Photos for the Führer
Norman Domeier’s eyes light up in anticipation: in the spring of 2018 he is going to publish a discovery he made. He does not want to give away much, merely hints that it relates to the initiation of peace talks at the end of the First World War; and that it was an American journalist acting as a go-between who was meant to bring this about. The rest is top secret for the time being. The modern historian from Germany thus has a scoop up his sleeve - for the media and his profession. Domeier currently works at the University of Vienna’s Department of Contemporary History under a Lise-Meitner Fellowship awarded by the Austrian Science Fund FWF. “Journalism has always held a fascination for me”, he says. He almost ended up in that profession, but ultimately the pull of his history studies, research and an academic career proved to be stronger. “Actually, both fields involve doing diligent research”, he notes in drawing a comparison between the work of a historian and a journalist.
A missed opportunity
Both disciplines require a flair for investigations and an eye for the smallest of details that may lead to astounding insights. It was a detail, a photo caption, that gave rise to Domeier’s most significant achievement to date, namely the results of his research into the world’s biggest news agency Associated Press (AP) and its close collaboration with an SS unit and the Reich’s Foreign Office between 1942 and 1945. “I read a book from the 1980s about the history of press photography and found a rather nonchalant reference to the frictionless contacts between the agency and the Nazi Reich”, reports the historian. At the time, no one was interested in the connection. This indifference was a serious mistake, because in the 1980s all the protagonists would still have been alive, in their prime and in excellent health. At the heart of the matter lay an agreement that enabled the American news agency to receive exclusive pictures from the Third Reich via its former staff members who switched over to working at the Nazi-run “Büro Laux”. In exchange, AP delivered exclusive photo material from the Allies to Berlin. Enjoying highest government endorsement on both sides, the co-operation was firmly anchored – well-nigh unassailable – in both worlds even during the Second World War.
The dictator’s photo show
“One needs to know that Hitler had photos delivered to his office every day; the best, most interesting and most relevant pictures”, relates Norman Domeier in the interview with scilog. – Something like a daily Instagram feed for the dictator. Officials throughout the ranks were keen to get access to this treasuretrove and use it to their benefit. The historian reports that “there are a number of American photographs which the Nazis edited or presented as German propaganda”. [caption id="attachment_7411" align="alignnone" width="1240"] Helmut Laux (on the right) with Joachim von Ribbentrop and Pierre Laval in Munich, 9/10 November 1942[/caption] The war years saw exchanges totalling between 35,000 and 40,000 photos via messengers in Lisbon and Stockholm. “This was not the bazaar used for trading magazines or Hollywood movies; it was done through a dedicated, solid and perfectly organised channel”, emphasises Domeier.
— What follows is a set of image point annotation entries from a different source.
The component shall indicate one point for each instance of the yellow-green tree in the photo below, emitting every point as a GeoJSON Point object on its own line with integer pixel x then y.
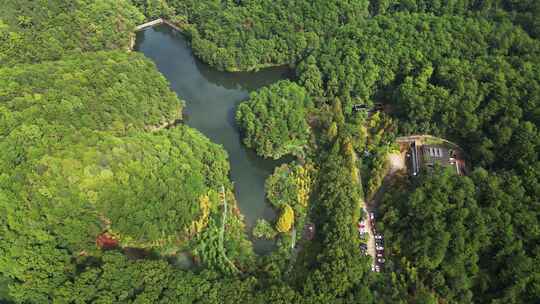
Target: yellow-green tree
{"type": "Point", "coordinates": [286, 220]}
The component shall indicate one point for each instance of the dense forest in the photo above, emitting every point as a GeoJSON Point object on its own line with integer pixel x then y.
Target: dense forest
{"type": "Point", "coordinates": [105, 193]}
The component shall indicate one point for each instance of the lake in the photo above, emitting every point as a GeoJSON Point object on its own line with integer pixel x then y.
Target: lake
{"type": "Point", "coordinates": [211, 99]}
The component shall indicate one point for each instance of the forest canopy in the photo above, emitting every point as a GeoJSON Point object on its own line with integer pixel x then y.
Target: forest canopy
{"type": "Point", "coordinates": [93, 148]}
{"type": "Point", "coordinates": [273, 120]}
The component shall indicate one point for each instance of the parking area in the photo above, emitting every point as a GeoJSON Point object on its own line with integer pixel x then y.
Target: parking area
{"type": "Point", "coordinates": [372, 242]}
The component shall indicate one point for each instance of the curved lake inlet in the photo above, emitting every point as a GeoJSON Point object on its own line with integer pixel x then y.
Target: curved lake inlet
{"type": "Point", "coordinates": [211, 98]}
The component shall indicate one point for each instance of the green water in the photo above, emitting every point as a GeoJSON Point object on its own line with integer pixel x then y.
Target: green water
{"type": "Point", "coordinates": [211, 98]}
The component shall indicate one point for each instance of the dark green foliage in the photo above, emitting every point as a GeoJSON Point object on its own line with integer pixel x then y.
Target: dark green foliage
{"type": "Point", "coordinates": [33, 31]}
{"type": "Point", "coordinates": [113, 91]}
{"type": "Point", "coordinates": [274, 122]}
{"type": "Point", "coordinates": [77, 157]}
{"type": "Point", "coordinates": [445, 231]}
{"type": "Point", "coordinates": [245, 35]}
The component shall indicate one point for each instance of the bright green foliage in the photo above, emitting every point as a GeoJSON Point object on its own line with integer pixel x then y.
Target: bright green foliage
{"type": "Point", "coordinates": [286, 219]}
{"type": "Point", "coordinates": [290, 184]}
{"type": "Point", "coordinates": [75, 158]}
{"type": "Point", "coordinates": [246, 35]}
{"type": "Point", "coordinates": [113, 91]}
{"type": "Point", "coordinates": [460, 78]}
{"type": "Point", "coordinates": [33, 31]}
{"type": "Point", "coordinates": [263, 229]}
{"type": "Point", "coordinates": [340, 270]}
{"type": "Point", "coordinates": [153, 9]}
{"type": "Point", "coordinates": [274, 120]}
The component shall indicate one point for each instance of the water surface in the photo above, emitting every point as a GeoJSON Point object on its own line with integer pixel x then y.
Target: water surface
{"type": "Point", "coordinates": [211, 98]}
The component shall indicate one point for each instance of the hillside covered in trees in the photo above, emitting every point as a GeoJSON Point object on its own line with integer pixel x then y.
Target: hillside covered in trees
{"type": "Point", "coordinates": [102, 187]}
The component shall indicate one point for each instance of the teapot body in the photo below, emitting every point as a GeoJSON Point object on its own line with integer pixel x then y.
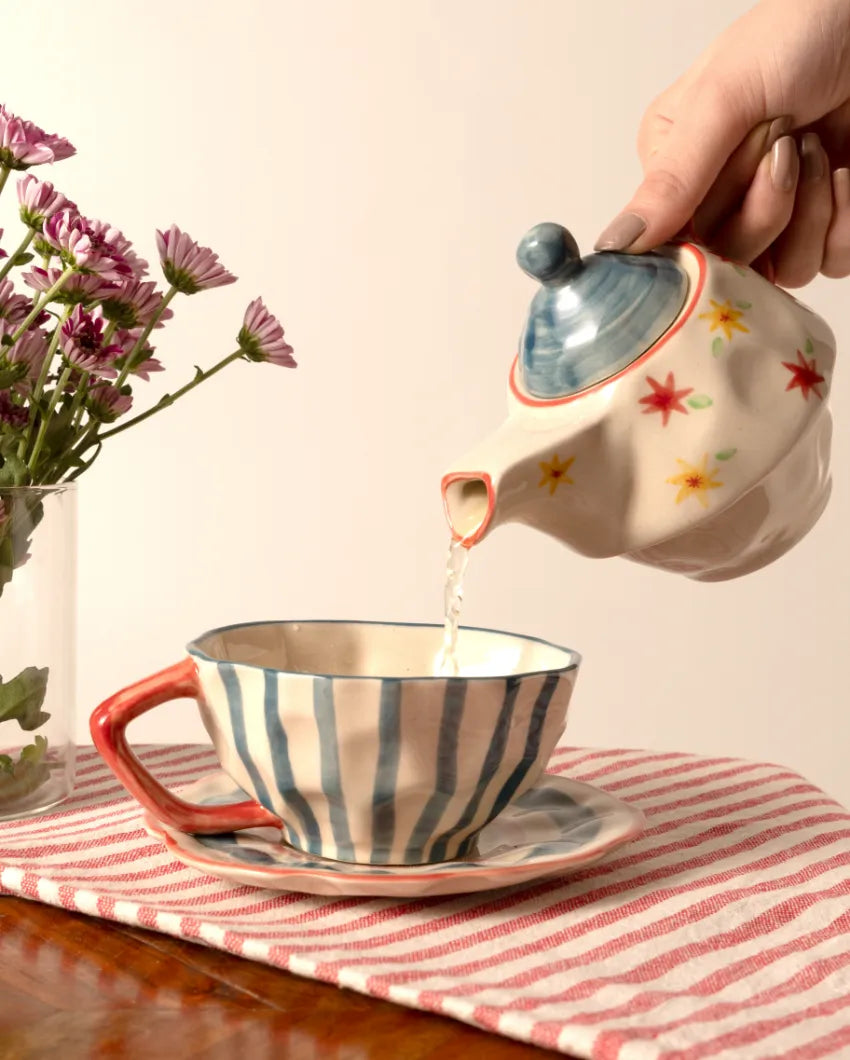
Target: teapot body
{"type": "Point", "coordinates": [707, 455]}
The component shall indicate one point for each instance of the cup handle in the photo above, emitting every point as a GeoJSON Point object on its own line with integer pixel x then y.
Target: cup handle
{"type": "Point", "coordinates": [108, 724]}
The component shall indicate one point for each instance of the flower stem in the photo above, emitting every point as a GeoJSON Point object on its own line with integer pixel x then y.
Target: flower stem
{"type": "Point", "coordinates": [24, 243]}
{"type": "Point", "coordinates": [39, 386]}
{"type": "Point", "coordinates": [76, 405]}
{"type": "Point", "coordinates": [51, 409]}
{"type": "Point", "coordinates": [49, 294]}
{"type": "Point", "coordinates": [140, 341]}
{"type": "Point", "coordinates": [171, 399]}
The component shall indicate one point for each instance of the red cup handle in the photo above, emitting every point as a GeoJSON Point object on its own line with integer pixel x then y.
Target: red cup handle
{"type": "Point", "coordinates": [108, 724]}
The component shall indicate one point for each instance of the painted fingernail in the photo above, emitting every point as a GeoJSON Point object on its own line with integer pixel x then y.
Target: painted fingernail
{"type": "Point", "coordinates": [784, 164]}
{"type": "Point", "coordinates": [621, 232]}
{"type": "Point", "coordinates": [813, 164]}
{"type": "Point", "coordinates": [840, 187]}
{"type": "Point", "coordinates": [778, 127]}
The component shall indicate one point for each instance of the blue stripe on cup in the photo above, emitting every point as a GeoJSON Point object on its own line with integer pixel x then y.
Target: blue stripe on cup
{"type": "Point", "coordinates": [389, 728]}
{"type": "Point", "coordinates": [448, 845]}
{"type": "Point", "coordinates": [532, 742]}
{"type": "Point", "coordinates": [329, 755]}
{"type": "Point", "coordinates": [446, 770]}
{"type": "Point", "coordinates": [233, 688]}
{"type": "Point", "coordinates": [279, 745]}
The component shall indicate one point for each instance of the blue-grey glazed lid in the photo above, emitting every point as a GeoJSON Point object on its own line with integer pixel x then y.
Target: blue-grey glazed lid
{"type": "Point", "coordinates": [592, 316]}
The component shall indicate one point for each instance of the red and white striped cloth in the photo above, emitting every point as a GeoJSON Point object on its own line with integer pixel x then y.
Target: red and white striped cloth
{"type": "Point", "coordinates": [723, 932]}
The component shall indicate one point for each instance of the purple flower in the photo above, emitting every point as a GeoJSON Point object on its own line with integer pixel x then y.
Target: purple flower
{"type": "Point", "coordinates": [134, 304]}
{"type": "Point", "coordinates": [83, 345]}
{"type": "Point", "coordinates": [80, 287]}
{"type": "Point", "coordinates": [30, 351]}
{"type": "Point", "coordinates": [13, 307]}
{"type": "Point", "coordinates": [39, 200]}
{"type": "Point", "coordinates": [188, 266]}
{"type": "Point", "coordinates": [107, 403]}
{"type": "Point", "coordinates": [108, 240]}
{"type": "Point", "coordinates": [14, 416]}
{"type": "Point", "coordinates": [70, 233]}
{"type": "Point", "coordinates": [261, 337]}
{"type": "Point", "coordinates": [142, 363]}
{"type": "Point", "coordinates": [23, 144]}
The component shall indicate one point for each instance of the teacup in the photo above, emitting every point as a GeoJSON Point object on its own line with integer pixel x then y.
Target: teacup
{"type": "Point", "coordinates": [347, 739]}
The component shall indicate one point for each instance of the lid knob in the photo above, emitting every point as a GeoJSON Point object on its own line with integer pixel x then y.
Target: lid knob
{"type": "Point", "coordinates": [549, 253]}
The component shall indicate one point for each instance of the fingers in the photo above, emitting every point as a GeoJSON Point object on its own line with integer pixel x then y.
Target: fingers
{"type": "Point", "coordinates": [836, 254]}
{"type": "Point", "coordinates": [728, 191]}
{"type": "Point", "coordinates": [799, 250]}
{"type": "Point", "coordinates": [687, 161]}
{"type": "Point", "coordinates": [767, 206]}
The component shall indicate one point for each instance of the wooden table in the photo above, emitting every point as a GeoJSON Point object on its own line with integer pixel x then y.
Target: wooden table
{"type": "Point", "coordinates": [81, 988]}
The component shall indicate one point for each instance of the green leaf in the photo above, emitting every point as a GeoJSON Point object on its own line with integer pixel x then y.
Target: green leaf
{"type": "Point", "coordinates": [14, 471]}
{"type": "Point", "coordinates": [21, 698]}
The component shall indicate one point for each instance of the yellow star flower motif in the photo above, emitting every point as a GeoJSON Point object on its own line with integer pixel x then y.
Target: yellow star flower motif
{"type": "Point", "coordinates": [725, 317]}
{"type": "Point", "coordinates": [554, 473]}
{"type": "Point", "coordinates": [695, 480]}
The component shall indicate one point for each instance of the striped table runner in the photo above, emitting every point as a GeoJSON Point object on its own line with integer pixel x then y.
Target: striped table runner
{"type": "Point", "coordinates": [723, 932]}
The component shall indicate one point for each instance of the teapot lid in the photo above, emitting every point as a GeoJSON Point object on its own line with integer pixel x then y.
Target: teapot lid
{"type": "Point", "coordinates": [592, 316]}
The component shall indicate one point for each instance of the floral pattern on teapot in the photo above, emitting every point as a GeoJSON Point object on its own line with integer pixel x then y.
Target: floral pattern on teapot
{"type": "Point", "coordinates": [707, 454]}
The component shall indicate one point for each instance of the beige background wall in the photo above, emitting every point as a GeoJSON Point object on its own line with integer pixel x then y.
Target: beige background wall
{"type": "Point", "coordinates": [369, 166]}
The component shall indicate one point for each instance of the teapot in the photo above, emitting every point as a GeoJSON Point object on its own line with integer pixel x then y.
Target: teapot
{"type": "Point", "coordinates": [668, 407]}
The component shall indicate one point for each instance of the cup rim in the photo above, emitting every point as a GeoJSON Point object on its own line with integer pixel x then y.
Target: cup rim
{"type": "Point", "coordinates": [196, 652]}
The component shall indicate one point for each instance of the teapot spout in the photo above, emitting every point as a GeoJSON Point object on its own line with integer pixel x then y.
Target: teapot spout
{"type": "Point", "coordinates": [470, 505]}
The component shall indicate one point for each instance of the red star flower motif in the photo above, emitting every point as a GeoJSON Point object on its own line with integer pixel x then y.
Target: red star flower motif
{"type": "Point", "coordinates": [804, 375]}
{"type": "Point", "coordinates": [665, 399]}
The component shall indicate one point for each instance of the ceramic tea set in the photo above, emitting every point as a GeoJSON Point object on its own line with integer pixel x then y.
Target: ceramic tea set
{"type": "Point", "coordinates": [670, 408]}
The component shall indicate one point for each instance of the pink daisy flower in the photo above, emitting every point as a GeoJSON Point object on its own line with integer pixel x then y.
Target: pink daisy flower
{"type": "Point", "coordinates": [14, 416]}
{"type": "Point", "coordinates": [142, 363]}
{"type": "Point", "coordinates": [261, 337]}
{"type": "Point", "coordinates": [78, 288]}
{"type": "Point", "coordinates": [38, 200]}
{"type": "Point", "coordinates": [135, 304]}
{"type": "Point", "coordinates": [106, 239]}
{"type": "Point", "coordinates": [23, 143]}
{"type": "Point", "coordinates": [68, 232]}
{"type": "Point", "coordinates": [83, 346]}
{"type": "Point", "coordinates": [13, 307]}
{"type": "Point", "coordinates": [188, 266]}
{"type": "Point", "coordinates": [106, 403]}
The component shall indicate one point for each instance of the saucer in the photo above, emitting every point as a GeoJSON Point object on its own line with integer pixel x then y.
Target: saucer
{"type": "Point", "coordinates": [558, 826]}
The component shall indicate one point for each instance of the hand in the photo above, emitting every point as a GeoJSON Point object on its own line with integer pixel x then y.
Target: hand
{"type": "Point", "coordinates": [720, 160]}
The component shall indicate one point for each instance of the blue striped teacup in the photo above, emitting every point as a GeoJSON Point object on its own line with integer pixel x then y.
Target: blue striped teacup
{"type": "Point", "coordinates": [347, 740]}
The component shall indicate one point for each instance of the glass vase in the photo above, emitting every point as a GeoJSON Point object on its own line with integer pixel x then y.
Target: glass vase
{"type": "Point", "coordinates": [37, 647]}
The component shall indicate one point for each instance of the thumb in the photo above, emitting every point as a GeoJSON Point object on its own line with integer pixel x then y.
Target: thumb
{"type": "Point", "coordinates": [682, 164]}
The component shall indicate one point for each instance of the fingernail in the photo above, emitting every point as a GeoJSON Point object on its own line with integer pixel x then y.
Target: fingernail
{"type": "Point", "coordinates": [840, 187]}
{"type": "Point", "coordinates": [778, 127]}
{"type": "Point", "coordinates": [621, 232]}
{"type": "Point", "coordinates": [813, 164]}
{"type": "Point", "coordinates": [784, 164]}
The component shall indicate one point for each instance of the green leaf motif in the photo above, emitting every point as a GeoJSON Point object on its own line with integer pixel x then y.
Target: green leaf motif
{"type": "Point", "coordinates": [21, 698]}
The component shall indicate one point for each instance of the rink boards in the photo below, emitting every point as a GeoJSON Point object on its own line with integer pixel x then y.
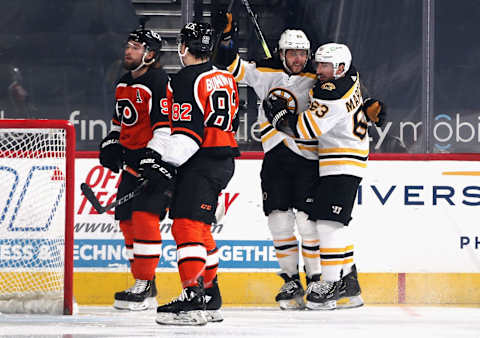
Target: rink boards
{"type": "Point", "coordinates": [415, 224]}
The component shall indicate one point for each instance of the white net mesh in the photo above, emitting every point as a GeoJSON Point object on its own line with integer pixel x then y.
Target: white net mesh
{"type": "Point", "coordinates": [32, 220]}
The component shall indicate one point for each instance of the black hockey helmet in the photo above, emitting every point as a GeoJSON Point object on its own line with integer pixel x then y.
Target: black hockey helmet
{"type": "Point", "coordinates": [148, 38]}
{"type": "Point", "coordinates": [198, 37]}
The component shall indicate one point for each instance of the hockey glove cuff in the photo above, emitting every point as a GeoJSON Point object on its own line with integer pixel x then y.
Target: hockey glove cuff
{"type": "Point", "coordinates": [276, 110]}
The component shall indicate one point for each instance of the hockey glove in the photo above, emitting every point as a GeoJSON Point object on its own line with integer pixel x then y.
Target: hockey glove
{"type": "Point", "coordinates": [276, 110]}
{"type": "Point", "coordinates": [223, 22]}
{"type": "Point", "coordinates": [111, 152]}
{"type": "Point", "coordinates": [160, 174]}
{"type": "Point", "coordinates": [375, 111]}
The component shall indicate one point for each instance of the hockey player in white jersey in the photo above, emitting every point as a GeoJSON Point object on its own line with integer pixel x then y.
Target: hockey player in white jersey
{"type": "Point", "coordinates": [336, 119]}
{"type": "Point", "coordinates": [290, 165]}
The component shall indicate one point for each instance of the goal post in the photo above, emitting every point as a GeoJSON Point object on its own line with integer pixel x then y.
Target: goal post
{"type": "Point", "coordinates": [37, 159]}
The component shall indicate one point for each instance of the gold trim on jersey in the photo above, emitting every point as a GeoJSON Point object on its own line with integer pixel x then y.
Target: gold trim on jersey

He was able to find out how the Nazi regime used the pictures, but has not yet discovered the approach of the Americans. “They knew that they were sent German propaganda pictures, and they knew that their own pictures were used for propaganda purposes. In all likelihood, they also vetted and used their photos in the same way”, is how the historian sees it. His assumption is supported by the fact that orders from Washington put a stop to an investigation into the activities of Büro Laux and its archives by the US Army in 1945.
Changeable identities
“The question is, were photographs the only items exchanged through that channel? Or did both sides use it for other purposes as well?”, Domeier wonders. He hopes that AP will finally open its archives, and that he will be authorised to inspect US-American files. This story displays all the facets typical of many biographies of that era: convenient ties and making allowances for circumstances, opportunistic behaviour and dispassionate business deals were the order of the day. Attitudes as displayed, for instance, by German staff members of the agency who hastily joined the Waffen-SS (the armed wing of the Nazi Party’s SS organisation) and then, after May 1945, tried to reinterpret this as an act of downright heroic resistance. The biographies of the staff who worked at Büro Laux read like a film script, a crime story set amidst bombs and ruins. And what about the moral implications of this story? Domeier takes a moment to reflect: “Actually, we can and we should assess questions of morality and ethics only in the context of the respective period.” Was making deals with the Nazi Regime morally unobjectionable? Was there another, hidden dimension to the exchanging of exclusive image material? Domeier refuses to take a moral stance. He does his research and describes things as they were. His work as a historian is conducted with a scientific and journalistic approach in the best sense. And he is looking forward to springtime and his next little coup.
Personal details Norman Domeier holds the position of Akademischer Rat a. Z. at the Institute of History at the University of Stuttgart. Following several research grants which took him to various universities, including in Washington DC, Tokyo, New-Delhi and Moscow, he is currently doing research at the University of Vienna’s Institute of Contemporary History as a Lise-Meitner Fellow.